O poder de reger só poderá ser tirado por uma
comissão de notáveis que tenha recebido tal prerrogativa (no mundo moderno,
pelos deputados eleitos pelo povo); quase nunca se ouviu dizer que povo algum
tenha destituído seus governantes, pelo menos de uma forma ordeira – as
chamadas revoluções populares que acabam por tirar alguém do poder são todas
manipuladas por grupos sociais, famílias ou partidos, e nunca por participação
espontânea de todo o povo.
3.
A regência plena e perfeita terá que provir de
Deus, pois somente Ele confere a todos os homens poderes de reger que promova a
verdadeira paz social. E Ele o faz submetendo os regentes a que aceitem a
co-regência de seus regidos e do próprio Deus.
4.
Como Ser Supremo da Criação, Legislador e
Regedor de todo o Universo, somente Deus pode conceder também o poder de
legislar, julgar e conceder o poder de regência a anjos e homens (como ocorre,
por exemplo, pelo poder natural de regência dado a um pai). É claro que uma
assembléia de notáveis eleitos pelo povo pode ter atribuições próprias de
legislar, assim como pode ser criada uma instituição própria a aplicar as leis
– julgar (como o faz a magistratura). Mas, não foi o povo que lhes concedeu o
poder de legislar e julgar, pois tais atributos são co-naturais na pessoa
humana e estão implícitos em toda a sociedade, isto é, os costumes e as normas
de vida são conformes as leis divinas e, por isso, influenciam os legisladores.

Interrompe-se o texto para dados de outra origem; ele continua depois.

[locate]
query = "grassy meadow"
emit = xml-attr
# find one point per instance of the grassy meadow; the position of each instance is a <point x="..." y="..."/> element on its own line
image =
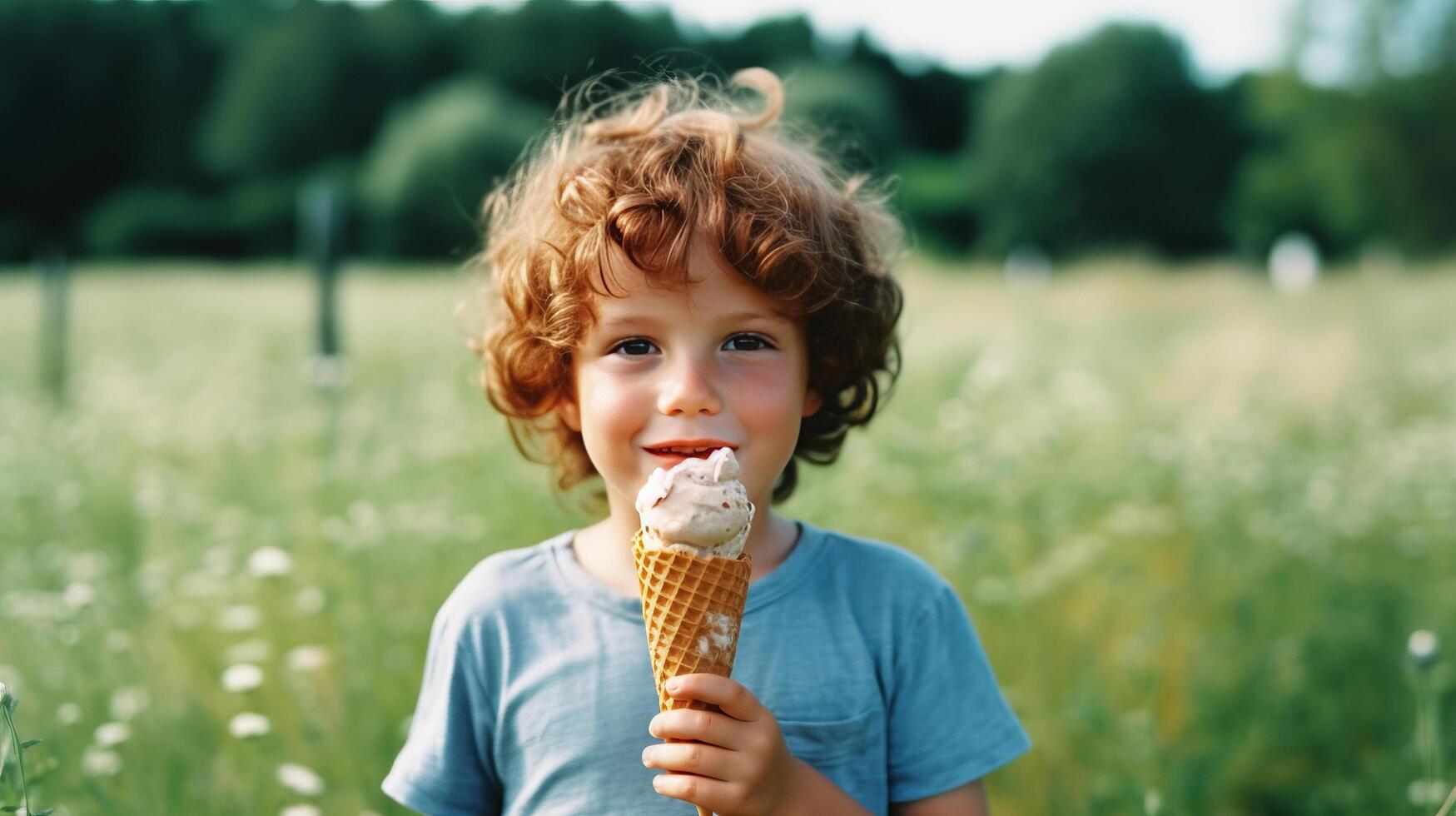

O Mesmo se diga dos juízes ao aplicarem as leis..
COMO ESTA LEGITIMIDADE É ABORDADA PELOS
LEGISLADORES ATUAIS
Após a Revolução Francesa (1789) os conceitos
de legitimidade política ficaram atrelados aos de democracia, pois tal regime
passou a ser apresentado como o mais legítimo pelo fato de facultar ao povo a
escolha dos governantes. No entanto, há de se considerar que a legitimidade não
envolve apenas a escolha dos regentes políticos, ela é mais abrangente.
Escolhido um governante hoje fica-se na impressão que isso basta para que o
mesmo faça o que bem lhe entenda sem que alguém possa lhe tirar do cargo. E se
houver necessidade disso o povo não é chamado às urnas. Geralmente, como no
caso do Brasil, quem tira o governante são os parlamentares e não o povo.
Em alguns países com sistemas
parlamentaristas há o costume de que, caso o governo não esteja atuando
corretamente, o mesmo convoque novas eleições para assim lhe garantir a
continuidade no cargo ou destituição. Teríamos aí uma situação em que o povo
poderia decidir a saída de um governante do poder. Mas, isso só ocorre se o
próprio governo convoca as tais eleições. Em alguns casos, por questão de
cultura e educação, alguns políticos renunciam e dão chance a que se faça nova
escolha. Não fica muito claro que foi o povo que decidiu as novas eleições, mas
sempre os políticos. Trata-se, mesmo assim, de uma regência popular indireta,
e, portanto, não completamente autêntica e legítima.
Pior está ocorrendo no Brasil de hoje. Uma
decisão recente do STF considerou aptos para decidir se um grupo que governa
continua ou não no cargo uma elite menos representativa ainda, por ser menos
numerosa, ao decretar que compete ao Senado e não à Câmara de Deputados tal
decisão. Desconsideraram o povo, a maioria, e a Câmara, a maioria de seus
representantes, para entregar tal poder a uma elite menos numerosa de notáveis,
muito mais manobráveis aos anseios de quem governa.
Não se
respeitou o princípio que se diz ser a base da democracia moderna, que é
o de respeito à maioria.
[1]
Poder-se-ia argumentar que o governante, hoje, pode ser destituído por aqueles
que o povo deu procuração para representá-lo, exercendo indiretamente tal
mandato de destituir. Mas, por que para eleger é de uma forma direta e para
destituir é assim por meio de procuradores?